When his vision adjusted to the lens, he spotted a nest of ships that stood between the mechanical whale and the open river. “You need to veer to the left. There’s an American tobacco ship right ahead and a few more beyond, then we’re clear.”
“A tobacco ship?” she said.
“Yes.” The whale gave a quiet groan and picked up speed. “Yes, that’s good. A little more to the left. A little more. No, left, I said. Miss Byron, left!”
The whale’s fin scraped against the other ship’s hull. It slid through the wood like a knife through truffle butter. Debris burst into the waters around them.
“Excellent navigating,” Ada said cheerfully.
George tore his eye away from the periscope to look at her. “Are you mad? You’ve punctured it! That ship is going to flood.”
Ada’s face darkened. “If you use one more breath to defend that nasty industry, I will steer us straight across the Atlantic and drop you off at the nearest tobacco farm.”
“As if being wanted for murder wasn’t enough…” George grumbled, pressing his eye against the cold metal again.
They sliced through a few more ships on their way out of the dockyard.

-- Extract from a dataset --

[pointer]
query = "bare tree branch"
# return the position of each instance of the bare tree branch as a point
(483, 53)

When they finally emerged into the deeper, clearer waters of the Thames, the periscope was no longer needed. George settled back into the copilot’s chair and watched the last bits of debris float by outside the porthole. In a matter of moments, they sped through the Thames and were quickly out into the wide estuary where the river emptied into the North Sea.
“We are officially ghosts now, aren’t we?” George said. “How long do you think it will take to find Il Naso and get the map back?”
Ada straightened in her seat. “According to the C.R.U.M.P.E.T.S. invitation, the gathering is in thirty-seven days. Hah!”